Thursday, September 4, 2008

Chrome's First Security Hole Found

One of the Chrome features touted by Google was sandboxing and security. Poof, no problem, right? Unfortunately, because Google used an old version of Webkit to create its beta of Chrome, a bug that's already been patched by Apple in Safari 3.1.2 leaves Chrome vulnerable to "carpet bombing" attacks.

Yes, I know it's beta, but it's humorous because of Chrome's stance on security, plus it once again shows why you shouldn't use a beta product on your primary system.

Additionally, this was a well-known bug, so Google should have been aware of it; this really tarnishes Chrome's beta release (bad pun intended).

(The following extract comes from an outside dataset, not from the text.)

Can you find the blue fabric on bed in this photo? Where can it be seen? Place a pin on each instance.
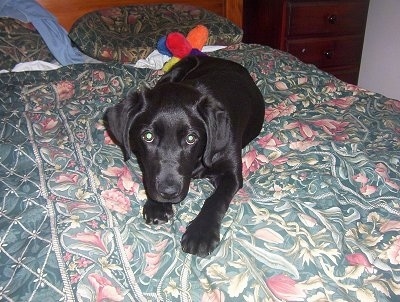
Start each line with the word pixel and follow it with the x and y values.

Researcher Aviv Raff discovered the flaw just hours after Chrome's release; by combining the WebKit flaw and a Java bug discussed at this year’s Black Hat conference, users can be tricked users into launching executables directly from the browser.

The proof-of-concept (harmless) demo is here. Of course, it relies on social engineering (meaning human error: a human has to click the button) for the attack to launch, but we users are so gullible sometimes.

Check the Google Chrome About info or the user-agent and you can see that Chrome is actually using WebKit 525.13 (Safari 3.1), which is, as I said, outdated.